YANGON (REUTERS) - Myanmar began releasing the first of about 100 political prisoners on Friday (Jan 22), government officials said, days before democracy champion Aung San Suu Kyi’s party is to form a new government after an election victory in November.

The freeing of prisoners by the outgoing administration of President Thein Sein comes after U.S. Assistant Secretary of State Antony Blinken urged Myanmar to free all of its political prisoners during a visit on Monday.

“So far, 18 political prisoners were released from Insein Prison. They will release a total of 21 people today,” a prison official at Yangon’s Insein prison told Reuters.

Insein is one of Myanmar’s largest prisons. It is used for jailing political prisoners and is notorious for its poor conditions and bad treatment of inmates.

A senior official from the Home Ministry told Reuters that more than 100 prisoners would be freed from various detention centres across Myanmar.

Another senior official from the President’s Office said the political prisoners were being released as a commemoration of the World Buddhist Peace Conference that starts in Myanmar on Friday.

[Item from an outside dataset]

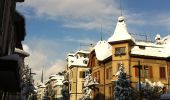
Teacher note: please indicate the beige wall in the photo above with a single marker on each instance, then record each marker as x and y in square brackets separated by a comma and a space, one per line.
[106, 86]
[75, 78]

Both spoke on condition of anonymity because they were not authorized to speak to the media.

“Most of them were arrested for staging protests. As far as I know, there will be 101 political prisoners who will be released in the coming days,” said Mr Bo Kyi, Joint Secretary of political prisoner watchdog the Assistance Association for Political Prisoners (AAPP). 

Myanmar’s incarceration of more than 2,000 journalists, activists, politicians and even comedians during decades of military rule was a key factor behind Western sanctions.

Hundreds were released by President Thein Sein’s semi-civilian government, which replaced the junta in 2011 and embarked on a series of political and economic reforms.

However, human rights groups had complained that many were still in jail. In December, there were 129 political prisoners incarcerated in Myanmar and 408 activists were awaiting trial for political actions, according to AAPP’s website.

A new parliament dominated by Nobel peace laureate Ms Suu Kyi’s National League for Democracy (NLD) will sit for the first time on Feb 1.